Review: 5 stars
Omar El Akkad’s latest non-fiction book examines power, violence, and the language used to describe them, with significant attention to Gaza. Drawing on journalism, history, and personal reflection, the book considers what responsibility remains for those who witness events from a distance.
In particular, when the author takes a more journalistic and rhetorical lens on the genocide in Gaza, he makes a poignant point about the truths of the violence that occurred and who the victims were. What is undebatable is that lives were snatched too early, rendered collateral damage in the ongoing theatre of revenge. “When the past is past, the dead will be found to not have partaken in their own killing. The children will not have pulled their own limbs out and strewn them all over the makeshift soccer pitch.”
El Akkad fixates at length on the role of language in covering this conflict—the contortions Western media goes through to avoid blame, to preserve a veneer of objectivity, while failing what he argues is journalism’s moral mandate: to report facts. “Accidentally, a stray bullet found its way into the van ahead, and that killed a three- or four-year-old young lady,”reported by a British newscaster, is a sobering example of how traditional media cannot bring itself to speak forthrightly about a toddler being murdered at a military checkpoint.

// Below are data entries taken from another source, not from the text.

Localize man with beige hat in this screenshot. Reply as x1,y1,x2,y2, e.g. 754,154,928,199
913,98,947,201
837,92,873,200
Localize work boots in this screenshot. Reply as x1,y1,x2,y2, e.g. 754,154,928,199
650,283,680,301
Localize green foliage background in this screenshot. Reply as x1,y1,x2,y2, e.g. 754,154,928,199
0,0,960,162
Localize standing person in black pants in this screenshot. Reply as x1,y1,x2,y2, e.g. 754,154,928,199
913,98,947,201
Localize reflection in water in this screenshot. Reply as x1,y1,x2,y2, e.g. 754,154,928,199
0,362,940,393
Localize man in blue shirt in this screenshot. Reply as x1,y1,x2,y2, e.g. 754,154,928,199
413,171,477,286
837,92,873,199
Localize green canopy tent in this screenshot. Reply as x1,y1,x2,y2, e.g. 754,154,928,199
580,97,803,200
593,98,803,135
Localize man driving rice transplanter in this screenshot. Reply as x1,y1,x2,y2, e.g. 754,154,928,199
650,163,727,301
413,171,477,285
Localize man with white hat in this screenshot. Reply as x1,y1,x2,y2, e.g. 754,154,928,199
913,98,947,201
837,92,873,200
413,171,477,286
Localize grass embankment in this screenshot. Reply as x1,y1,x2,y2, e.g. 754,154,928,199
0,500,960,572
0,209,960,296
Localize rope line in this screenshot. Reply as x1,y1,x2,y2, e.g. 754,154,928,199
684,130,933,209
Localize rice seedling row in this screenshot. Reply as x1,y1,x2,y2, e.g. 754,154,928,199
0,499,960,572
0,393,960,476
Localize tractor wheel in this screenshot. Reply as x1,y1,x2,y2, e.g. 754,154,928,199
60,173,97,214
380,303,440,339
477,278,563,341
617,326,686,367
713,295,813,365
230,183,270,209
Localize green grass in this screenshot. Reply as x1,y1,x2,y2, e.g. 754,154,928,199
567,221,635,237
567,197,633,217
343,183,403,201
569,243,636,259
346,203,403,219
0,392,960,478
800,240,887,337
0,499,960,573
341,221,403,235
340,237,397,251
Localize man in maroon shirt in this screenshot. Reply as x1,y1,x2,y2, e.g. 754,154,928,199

I do not come to this book as an expert. My understanding of Israel–Palestine largely stops at high school history, and I would not claim intimacy with the full scope of events since October 7, 2023. What unsettled me most about El Akkad’s writing was not simply what I learned, but what it revealed about the narrowness of the viewpoints I tend to encounter. I am often spoon-fed stories from Facebook, YouTube, and other social media algorithms that quietly reinforce what I already believe - or think I know.. When I linger too long on a video or a post, those moments are already reshaping what my scrolling will reveal next, and I often find myself snapping back to what is safe, known, and accepted.
In the true spirit of setting New Year’s resolutions, I found myself wondering what El Akkad’s call to action might be in the face of such pain. His concept of “negative resistance” was particularly compelling—almost a foot-in-the-door path for bystanders who want to do more but are scared to start. He defines it as “refusing to participate when the act of participation falls below one’s moral threshold,” including seemingly small acts such as changing which businesses we consume from or refusing to attend certain events. It struck me as a practice many people with strong moral compasses already exercise: the deliberate introduction of friction into one’s life, a willingness to inconvenience oneself in the service of something larger.
I am grateful that I read this book as my first of 2026. It was an abrupt reminder to question what I see and hear, and to intentionally seek out divergent perspectives in order to understand any situation more honestly. I exercise this instinct readily in my professional life, but my capacity for active curiosity in my personal life has likely atrophied. In its place, another muscle has likely grown stronger: indifference. Perhaps this is true for many of us, conditioned by COVID, by constant crisis, by the daily shocks of modern news. As El Akkad writes, “No atrocity is too great to shrug away now, the muscles of indifference having been sufficiently conditioned.” This book does not allow us to shrug.